In Amateur literature [1, 2, 3] gives several methods for configuring quartz filters. They are all about the same and are reduced to the preliminary layout for the purpose of measuring parameters of quartz and a rather large volume of cumbersome mathematical calculations. However, after mounting, the amplitude-frequency characteristic (AFC) of the filter, as a rule, are far from desirable. It is evident, the variation filter elements and difficult-to-count and erection of tanks. As a result have to spend a lot of time for the correction of frequency response selection of the capacitances of the filter and matching resistors.

Based on the above, the idea to abandon the settlements in General. Because their results are flawed and instead of piloting to restricted health check, in fact, quartz resonators (for this is quite simple oscillator with one transistor and oscilloscope), and the basic settings of the filter to produce, using condensers of variable capacity (PBC).

Configuring quartz filters
Fig.1 Quartz filters with parallel capacitances

Arrows AA and BB shows a second variant of the inclusion of KPE. The resistors R1, R4 (0... 300 Ohm) installed if you have large emissions on frequency response. The capacitor C4* is chosen in the range from 0 to 30 pF.

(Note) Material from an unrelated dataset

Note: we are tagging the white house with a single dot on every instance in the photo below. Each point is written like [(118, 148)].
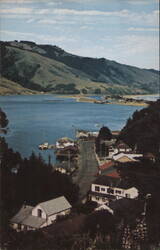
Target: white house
[(44, 214), (106, 189), (121, 157)]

To minimize the number of capacitors were chosen scheme of filters containing only parallel capacitance, Fig.1. Since the filter is symmetric (with respect to their input-output), it was possible to use dual KPE from broadcast receivers with a capacity of 12 - 495 pF. In addition, you will need one pre-scaled in pF, single-section variable capacitor.

Filter setup is the following

For settings, you may need a unit for measuring the amplitude-frequency characteristics of the H1-38 or the like. I use a oscilloscope and a homemade console (see below).

Initially, all capacitors are installed in the position corresponding to the capacity of 30 to 50 pF. Controlling the frequency response of the filter on the screen of the device, rotation of capacitors within a narrow range to achieve the required bandwidth. Then, by adjusting the variable resistors (use only non-inductive, for example, JS4-1) at the inlet and outlet of the filter, try to align the top of the AFC. The above operations are repeated several times to obtain a desired frequency response.

Further, instead of each individual partition KPE, solder pre-scaled capacitor, which try to optimize the frequency response of the filter. On its scale determined by the capacity of the DC capacitor and produce a replacement. Thus, all sections KPE, in turn, are replaced by fixed capacitors. Similarly, the act with variable resistors, which subsequently replace the constant.

The final bringing of the filter is directly in situ, for example, in the transceiver. After installing the filter in the transceiver may require correction of the values of these resistors, in this case, to match the filter with the output of the mixer and the input of the HRC, the sweep and the oscilloscope must be connected according to the scheme shown in Fig.2.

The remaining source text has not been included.